Par Anis SOUADI

Incapacité de servir les priorités nationales et de résoudre les questions stratégiques : inégalités sociales, chômage et pauvreté.

La crise du Covid-19 continue à alourdir le bilan social, à enfoncer encore plus l’économie nationale dans les difficultés et à «ravager» ses fondamentaux.

Les dernières statistiques confirment que la récession économique est actuellement à un stade inédit d’environ 5% et pourrait se situer, au terme de l’année en cours, aux alentours de  7%.
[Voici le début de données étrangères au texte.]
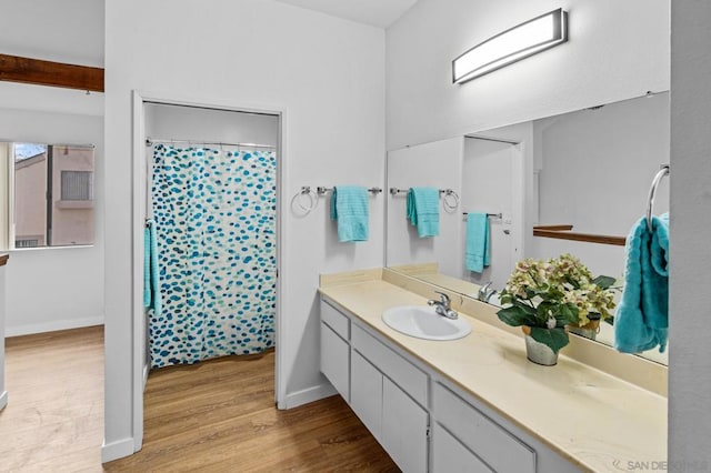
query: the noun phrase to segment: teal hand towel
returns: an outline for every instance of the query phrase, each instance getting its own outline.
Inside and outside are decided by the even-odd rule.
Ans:
[[[440,191],[435,188],[410,188],[407,218],[418,228],[420,238],[440,234]]]
[[[361,185],[337,185],[331,197],[331,219],[338,222],[338,240],[368,241],[368,190]]]
[[[669,214],[640,219],[625,244],[624,289],[614,316],[614,348],[638,353],[667,349],[669,330]]]
[[[143,306],[151,306],[151,230],[146,222],[143,230]]]
[[[158,266],[158,229],[156,222],[150,221],[151,230],[151,299],[153,315],[160,318],[162,315],[162,302],[160,298],[160,268]]]
[[[158,238],[156,222],[146,221],[143,232],[143,306],[161,315],[160,270],[158,268]]]
[[[469,271],[481,273],[490,264],[489,233],[485,213],[470,212],[467,215],[464,265]]]

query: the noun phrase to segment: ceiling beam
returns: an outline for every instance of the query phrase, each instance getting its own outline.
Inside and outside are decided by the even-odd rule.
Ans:
[[[0,81],[103,92],[103,69],[0,54]]]

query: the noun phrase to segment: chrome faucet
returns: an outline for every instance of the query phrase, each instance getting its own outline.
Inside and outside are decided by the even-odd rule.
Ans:
[[[477,293],[477,299],[479,299],[482,302],[489,302],[489,299],[491,299],[491,296],[497,293],[497,290],[491,288],[492,282],[493,281],[489,281],[488,283],[479,288],[479,292]]]
[[[450,306],[451,300],[449,299],[449,295],[440,291],[434,292],[440,294],[440,300],[435,301],[433,299],[430,299],[429,301],[427,301],[428,305],[433,305],[434,312],[442,316],[445,316],[447,319],[457,319],[459,314],[454,312]]]

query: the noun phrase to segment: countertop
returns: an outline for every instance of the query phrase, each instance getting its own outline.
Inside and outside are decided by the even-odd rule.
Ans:
[[[525,358],[523,339],[462,312],[472,333],[454,341],[414,339],[382,322],[385,309],[427,299],[382,280],[321,288],[392,343],[441,373],[551,450],[590,471],[667,460],[667,399],[564,354],[558,365]]]

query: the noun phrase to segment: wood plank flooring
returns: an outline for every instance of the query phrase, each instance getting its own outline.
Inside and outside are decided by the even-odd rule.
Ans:
[[[7,340],[0,471],[399,471],[339,396],[278,411],[273,352],[151,373],[143,449],[102,466],[102,342],[103,328]]]
[[[6,339],[0,471],[100,472],[103,326]]]

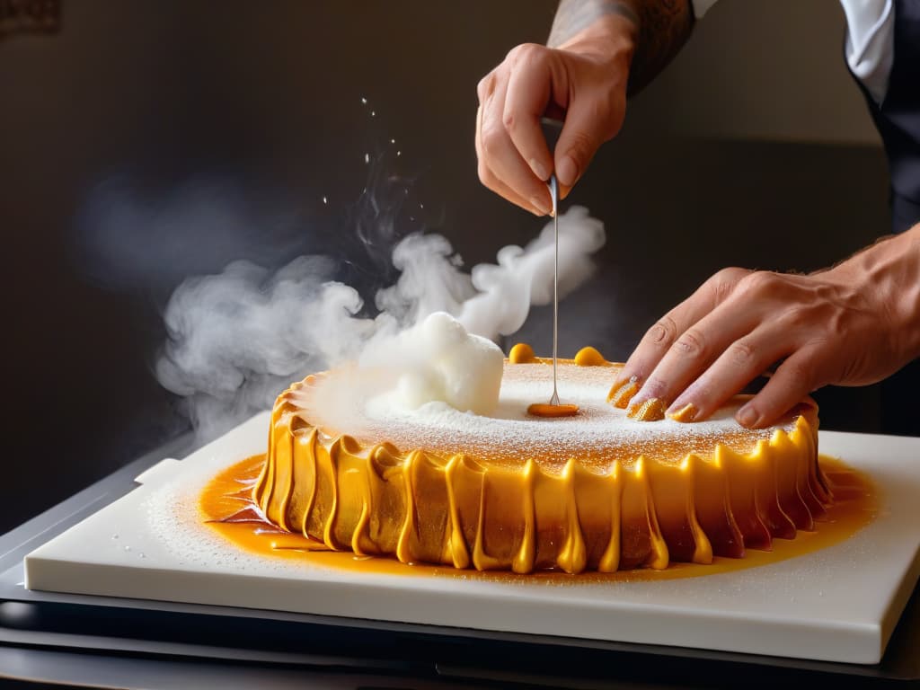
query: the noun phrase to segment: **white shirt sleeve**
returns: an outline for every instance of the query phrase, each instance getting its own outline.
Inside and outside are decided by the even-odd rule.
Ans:
[[[718,0],[692,0],[697,19]],[[866,90],[881,104],[894,61],[893,0],[840,0],[846,16],[846,63]],[[815,27],[820,31],[821,27]]]
[[[892,0],[840,0],[846,15],[846,63],[880,104],[894,61]]]

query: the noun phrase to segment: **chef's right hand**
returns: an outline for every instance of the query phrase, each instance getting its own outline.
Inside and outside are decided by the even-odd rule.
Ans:
[[[551,211],[555,170],[564,198],[598,147],[619,132],[635,25],[605,15],[558,48],[519,45],[479,82],[476,152],[486,187],[537,215]],[[564,120],[555,156],[540,118]]]

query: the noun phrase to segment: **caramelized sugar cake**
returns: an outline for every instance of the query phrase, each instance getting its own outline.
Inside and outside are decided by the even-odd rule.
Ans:
[[[709,563],[814,528],[831,495],[812,402],[762,430],[734,420],[742,396],[706,421],[639,421],[607,402],[618,366],[561,361],[579,411],[546,419],[527,414],[551,372],[529,348],[488,416],[393,405],[385,370],[307,376],[276,401],[253,499],[328,548],[521,573]]]

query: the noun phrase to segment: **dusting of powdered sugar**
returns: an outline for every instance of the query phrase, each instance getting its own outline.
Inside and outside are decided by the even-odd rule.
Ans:
[[[527,414],[552,392],[552,370],[544,363],[505,363],[499,406],[489,417],[461,412],[443,402],[408,410],[389,404],[385,389],[355,385],[353,379],[327,374],[302,400],[304,417],[332,433],[348,433],[362,443],[389,442],[400,450],[466,453],[517,465],[533,458],[558,469],[575,458],[592,469],[609,469],[612,458],[661,456],[670,448],[676,460],[693,453],[709,457],[717,443],[750,450],[769,439],[776,427],[747,430],[734,420],[742,404],[730,401],[709,420],[682,423],[670,419],[637,421],[606,402],[615,369],[563,363],[559,397],[579,406],[574,417],[536,418]],[[347,383],[346,383],[347,380]],[[331,401],[335,401],[334,404]],[[791,430],[792,422],[781,425]]]

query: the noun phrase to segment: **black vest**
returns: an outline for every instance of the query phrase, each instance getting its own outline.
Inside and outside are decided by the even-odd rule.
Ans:
[[[891,230],[901,233],[920,223],[920,0],[894,0],[893,9],[894,60],[881,105],[858,79],[857,84],[885,145],[891,184]],[[918,387],[920,360],[882,382],[880,431],[920,434]]]
[[[891,224],[900,233],[920,223],[920,0],[894,0],[893,9],[894,61],[885,98],[880,106],[863,93],[885,144]]]

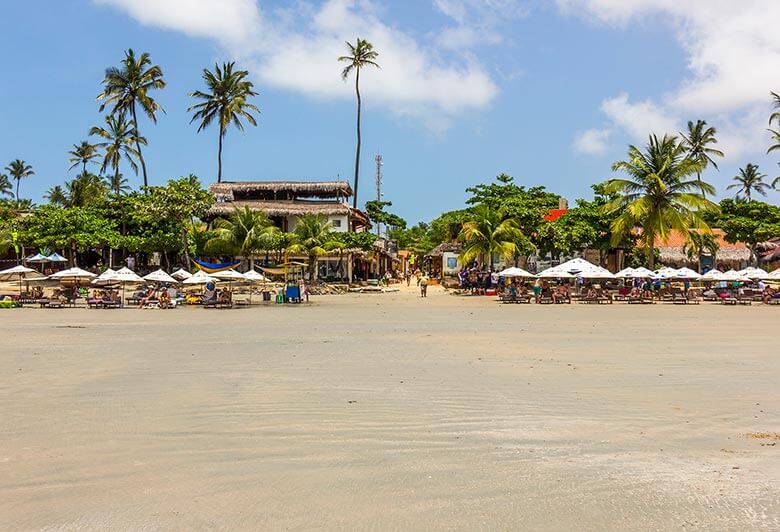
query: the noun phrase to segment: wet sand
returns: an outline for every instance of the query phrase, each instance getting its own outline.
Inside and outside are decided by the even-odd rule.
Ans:
[[[0,311],[0,528],[780,528],[780,308],[432,292]]]

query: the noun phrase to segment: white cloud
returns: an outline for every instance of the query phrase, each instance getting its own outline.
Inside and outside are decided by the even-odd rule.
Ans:
[[[442,49],[420,44],[383,22],[368,0],[293,4],[282,13],[266,13],[255,0],[95,1],[144,24],[212,38],[249,65],[261,86],[318,98],[354,98],[354,85],[342,81],[344,64],[336,59],[345,55],[345,41],[368,39],[382,68],[367,68],[361,75],[366,102],[418,117],[436,129],[464,111],[484,108],[498,92],[471,54],[445,57]]]
[[[609,148],[609,136],[612,132],[608,129],[588,129],[577,135],[574,139],[574,150],[585,155],[604,155]]]
[[[669,24],[688,58],[689,77],[655,102],[631,104],[623,95],[602,110],[636,136],[637,126],[620,116],[669,125],[674,119],[706,119],[721,132],[726,155],[764,149],[761,137],[769,91],[780,88],[780,20],[777,0],[556,0],[559,8],[598,24],[627,28],[635,23]],[[610,103],[611,102],[611,103]],[[634,108],[633,110],[631,108]],[[618,117],[618,118],[615,118]],[[758,129],[757,129],[758,128]],[[647,132],[645,132],[647,133]],[[728,140],[728,143],[727,143]]]

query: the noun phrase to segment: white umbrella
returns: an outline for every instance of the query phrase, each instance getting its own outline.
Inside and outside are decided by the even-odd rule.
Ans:
[[[189,279],[192,277],[192,274],[185,270],[184,268],[179,268],[175,272],[171,274],[171,277],[174,279],[178,279],[179,281],[183,281],[184,279]]]
[[[515,268],[514,266],[498,272],[498,275],[499,277],[533,277],[534,276],[534,274],[529,273],[522,268]]]
[[[739,270],[739,274],[749,277],[750,279],[766,279],[769,275],[766,270],[754,268],[753,266],[745,268],[744,270]]]
[[[8,268],[7,270],[0,271],[0,280],[3,281],[9,281],[11,279],[19,278],[19,296],[22,295],[22,279],[27,279],[28,277],[31,278],[43,278],[43,275],[39,273],[36,270],[33,270],[32,268],[28,268],[27,266],[14,266],[13,268]]]
[[[701,274],[691,270],[690,268],[683,267],[677,270],[677,278],[678,279],[699,279],[701,278]]]
[[[165,273],[163,270],[157,270],[149,275],[144,275],[144,280],[146,281],[154,281],[157,283],[169,283],[169,284],[176,284],[179,281]]]

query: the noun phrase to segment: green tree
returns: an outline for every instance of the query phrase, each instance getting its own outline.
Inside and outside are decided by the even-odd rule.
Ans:
[[[215,119],[219,124],[219,147],[217,150],[217,183],[222,182],[222,141],[227,133],[228,126],[232,123],[243,132],[244,124],[241,118],[253,126],[257,121],[252,113],[259,113],[257,106],[249,103],[249,99],[257,96],[253,90],[254,85],[247,80],[249,72],[246,70],[233,70],[235,63],[223,63],[222,68],[214,65],[214,72],[203,69],[203,80],[206,82],[208,92],[195,91],[190,93],[192,98],[202,100],[193,105],[187,112],[195,111],[190,123],[200,121],[198,133],[208,127]]]
[[[14,197],[14,187],[8,176],[0,173],[0,196]]]
[[[611,224],[613,243],[634,227],[640,227],[640,240],[653,269],[655,240],[664,240],[671,231],[688,237],[692,230],[709,230],[704,213],[717,205],[705,198],[715,194],[715,188],[699,179],[690,179],[701,172],[701,163],[686,157],[685,147],[674,136],[662,139],[651,135],[642,152],[629,146],[628,159],[612,165],[628,179],[610,179],[605,191],[618,197],[604,206],[606,213],[619,213]]]
[[[713,157],[723,157],[722,151],[709,148],[709,145],[718,143],[715,137],[717,130],[714,127],[707,127],[707,122],[697,120],[696,123],[688,122],[688,134],[680,133],[682,145],[688,154],[688,158],[699,163],[701,170],[696,172],[696,179],[701,181],[701,173],[707,169],[710,164],[717,170],[718,165]]]
[[[288,250],[306,255],[309,279],[314,282],[317,280],[317,258],[334,247],[333,228],[323,216],[307,214],[298,218],[295,236],[296,242]]]
[[[25,179],[27,177],[35,175],[35,172],[33,172],[32,166],[27,164],[22,159],[14,159],[11,161],[8,166],[5,167],[6,171],[11,175],[13,179],[16,179],[16,199],[20,199],[19,197],[19,183],[21,183],[22,179]]]
[[[87,165],[93,162],[95,159],[100,158],[98,153],[98,147],[95,144],[90,144],[86,140],[82,140],[81,144],[74,144],[73,149],[68,152],[71,157],[68,162],[72,163],[68,170],[73,170],[78,165],[81,165],[81,173],[87,173]]]
[[[355,94],[357,95],[357,146],[355,148],[355,195],[352,198],[352,208],[357,209],[358,201],[358,176],[360,174],[360,71],[365,66],[380,68],[376,62],[379,53],[374,50],[374,45],[365,39],[357,38],[355,44],[347,42],[348,55],[339,57],[339,61],[347,62],[347,66],[341,71],[344,81],[349,78],[350,72],[355,71]]]
[[[141,169],[144,176],[144,187],[149,186],[149,179],[146,173],[146,162],[144,161],[141,145],[143,138],[138,128],[138,113],[136,107],[146,113],[153,123],[157,123],[157,112],[163,108],[158,104],[149,93],[153,90],[164,89],[165,80],[163,79],[162,69],[157,65],[152,65],[148,53],[144,52],[136,58],[135,52],[130,48],[125,52],[125,57],[119,67],[109,67],[106,69],[106,75],[103,79],[103,92],[98,94],[97,99],[102,100],[100,111],[106,106],[111,106],[111,114],[125,117],[128,114],[132,118],[135,140],[135,150],[138,154],[138,160],[141,162]]]
[[[219,219],[214,224],[214,238],[206,249],[230,249],[232,255],[249,259],[250,268],[255,267],[254,255],[268,249],[270,236],[279,232],[279,228],[260,211],[241,207],[233,211],[230,219]]]
[[[55,185],[46,191],[46,194],[43,195],[43,199],[52,205],[59,205],[61,207],[64,207],[68,202],[68,196],[60,185]]]
[[[518,243],[523,239],[520,226],[514,219],[506,218],[504,213],[489,205],[477,205],[458,235],[458,240],[463,243],[458,260],[464,265],[481,260],[493,271],[494,257],[514,258],[518,254]]]
[[[98,136],[104,140],[96,146],[103,149],[103,164],[100,166],[100,172],[106,172],[109,167],[114,171],[114,180],[119,179],[119,164],[122,158],[127,161],[133,173],[138,175],[138,164],[135,159],[140,158],[140,152],[136,146],[146,145],[146,139],[138,136],[138,131],[133,127],[132,122],[128,122],[124,116],[108,115],[106,117],[106,126],[93,126],[89,130],[90,136]]]
[[[752,163],[739,169],[739,175],[734,176],[734,183],[727,186],[727,189],[737,189],[737,198],[742,194],[747,201],[752,201],[753,193],[766,196],[766,191],[771,187],[764,182],[766,174],[758,171],[758,166]]]

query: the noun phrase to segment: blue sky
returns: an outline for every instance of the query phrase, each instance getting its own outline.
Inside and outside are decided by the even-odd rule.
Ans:
[[[383,66],[361,78],[361,203],[379,151],[385,199],[412,223],[501,172],[589,196],[627,144],[698,118],[727,153],[707,176],[721,194],[747,162],[778,174],[765,155],[780,91],[774,0],[39,0],[8,3],[4,19],[0,162],[33,165],[22,196],[35,201],[75,175],[67,151],[102,123],[103,70],[129,47],[168,81],[155,95],[166,114],[140,123],[152,184],[215,180],[217,131],[196,133],[187,93],[225,60],[250,71],[262,113],[228,133],[224,179],[351,181],[354,89],[335,59],[358,35]]]

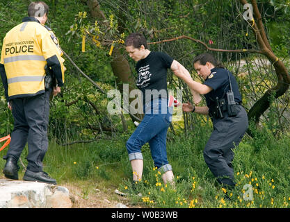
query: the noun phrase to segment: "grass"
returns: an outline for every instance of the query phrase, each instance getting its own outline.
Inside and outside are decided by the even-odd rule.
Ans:
[[[175,173],[175,187],[163,183],[154,167],[148,145],[143,147],[144,171],[137,189],[142,197],[129,196],[131,205],[146,207],[289,207],[290,204],[290,139],[279,139],[268,132],[245,136],[234,150],[236,187],[226,190],[217,184],[206,165],[202,150],[210,135],[208,126],[197,127],[187,136],[175,135],[168,144],[168,155]],[[58,184],[79,184],[83,196],[96,187],[132,189],[132,172],[125,148],[130,134],[118,139],[99,140],[86,144],[58,146],[51,140],[44,160],[44,171]],[[6,150],[0,153],[2,157]],[[22,155],[25,157],[27,148]],[[0,160],[3,169],[5,161]],[[24,174],[21,166],[19,178]],[[225,198],[225,194],[231,200]]]

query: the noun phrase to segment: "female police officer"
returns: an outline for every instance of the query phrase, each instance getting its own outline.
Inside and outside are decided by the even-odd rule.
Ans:
[[[209,53],[197,56],[195,69],[203,84],[182,78],[189,87],[204,94],[207,106],[183,104],[184,112],[209,114],[214,131],[204,150],[204,160],[218,182],[225,187],[234,187],[232,161],[232,148],[238,146],[248,127],[247,114],[241,105],[241,99],[236,79]],[[232,89],[232,90],[231,90]]]

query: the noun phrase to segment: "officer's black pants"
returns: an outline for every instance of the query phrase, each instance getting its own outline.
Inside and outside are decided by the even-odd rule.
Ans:
[[[245,109],[238,105],[238,110],[236,117],[224,113],[223,119],[213,118],[214,131],[204,150],[205,162],[218,182],[231,187],[234,186],[232,149],[239,145],[248,127]]]
[[[28,142],[27,169],[42,171],[42,160],[48,147],[47,126],[49,93],[12,100],[14,129],[10,148],[3,159],[14,156],[17,160]]]

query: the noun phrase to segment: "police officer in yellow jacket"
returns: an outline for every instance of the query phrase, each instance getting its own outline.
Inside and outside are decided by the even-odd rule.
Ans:
[[[18,160],[26,144],[27,169],[23,180],[56,184],[42,170],[48,148],[49,94],[56,95],[64,83],[64,60],[56,37],[45,26],[49,6],[43,1],[29,6],[29,17],[4,37],[0,73],[5,96],[14,118],[14,129],[3,173],[18,180]],[[45,67],[52,70],[57,85],[45,89]]]

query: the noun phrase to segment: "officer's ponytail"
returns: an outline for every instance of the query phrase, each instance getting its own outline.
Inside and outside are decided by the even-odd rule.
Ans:
[[[209,62],[216,68],[225,69],[225,66],[222,63],[218,62],[216,59],[209,53],[203,53],[196,56],[193,59],[193,64],[198,62],[199,62],[202,65],[205,65],[205,64]]]

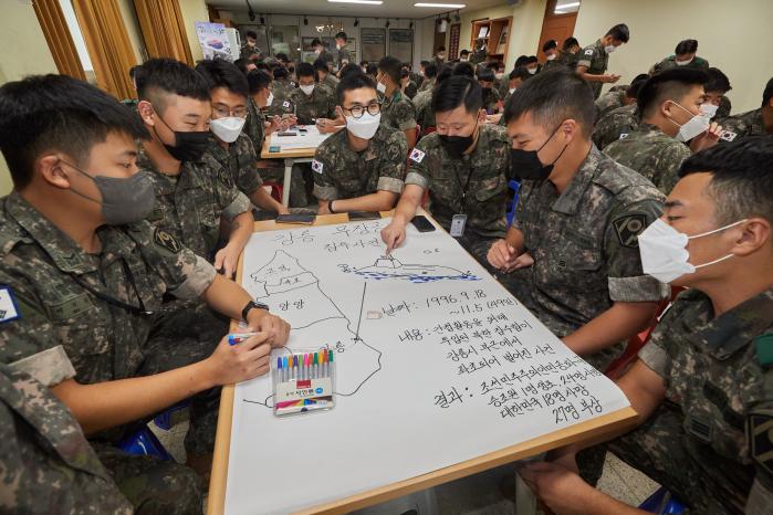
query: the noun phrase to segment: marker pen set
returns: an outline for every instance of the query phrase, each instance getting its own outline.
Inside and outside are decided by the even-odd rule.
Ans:
[[[309,413],[335,406],[333,383],[335,358],[330,349],[274,349],[271,353],[271,379],[274,388],[274,414]]]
Le taux de chômage est, lui aussi, à son plus haut niveau avec plus de 20% et risque de connaître un seuil alarmant d’ici quelques mois, surtout si l’hémorragie des pertes d’emplois continue. On  relève justement qu’au cours du second semestre 2020, l’économie nationale a perdu plus de 50 mille de l’effectif de sa population active.

Un nouveau coup dur qui a impacté sérieusement le niveau de vie national. On parle ainsi d’une détérioration de plus de 50%.

Toutefois, la crise du Covid-19 n’est pas la seule cause de cette situation  critique. En effet, depuis 2011, l’économie nationale n’a cessé de subir les chocs et de perdre, à chaque fois, de nouveaux « repères ».

Et c’est certainement la faute à un modèle de développement économique défaillant, stéréotypé et peu réactif, car incapable de répondre aux exigences aussi bien actuelles que futures.

D’ailleurs, certains experts locaux et étrangers ne ratent aucune occasion pour «dénoncer» la fragilité de notre modèle de développement, la faiblesse quelque peu généralisée de ses principales structures et le manque de qualification de ses «gestionnaires».

C’est un modèle qui  se retrouve donc totalement essoufflé et qui ne peut plus servir les priorités nationales et surtout résoudre les questions stratégiques : les inégalités sociales, le chômage et la pauvreté.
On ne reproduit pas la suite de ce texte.